Weather, travel mode choice, and impacts on subway ridership in Beijing

Document Type

Journal Article

Publication Date


Subject Area

place - asia, place - urban, mode - subway/metro, ridership - mode choice, ridership - behaviour, ridership - demand, planning - surveys


Weather, Travel mode choice, Subway ridership, Non-linear relationship


Understanding the impact of weather on travel behavior provides insight into building a reliable and resilient transport system. This study uses a survey on residents and subway ridership data from 2014 to 2018 in Beijing to explore the relationship between weather and travel behavior. The results indicate that extreme weather events can affect recreational travel greatly, reduce travel demand, and change travel modes as well. The respondents are inclined to choose subway or cars rather than buses and bicycles under inclement weather days.
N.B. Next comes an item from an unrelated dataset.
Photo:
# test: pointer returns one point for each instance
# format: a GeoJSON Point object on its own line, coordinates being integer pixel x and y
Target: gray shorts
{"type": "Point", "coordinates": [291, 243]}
The analysis of subway ridership confirms that weekends’ trips are more sensitive to weather conditions. Monthly temperature change shows a bigger effect on ridership than daily temperature change. A one-degree increase in effective temperature increases ridership by about 0.5% on weekends, while heavy rain reduces ridership by about 8%. Wind speed and air pollution show significantly negative but small effects on ridership on weekends. Besides, there is a non-linear relationship between temperature and ridership on weekends. These findings suggest that subway is less vulnerable to inclement weather and can be complementary to other travel modes. However, prevention measures are necessary for the subway system to face threats from heavy rain.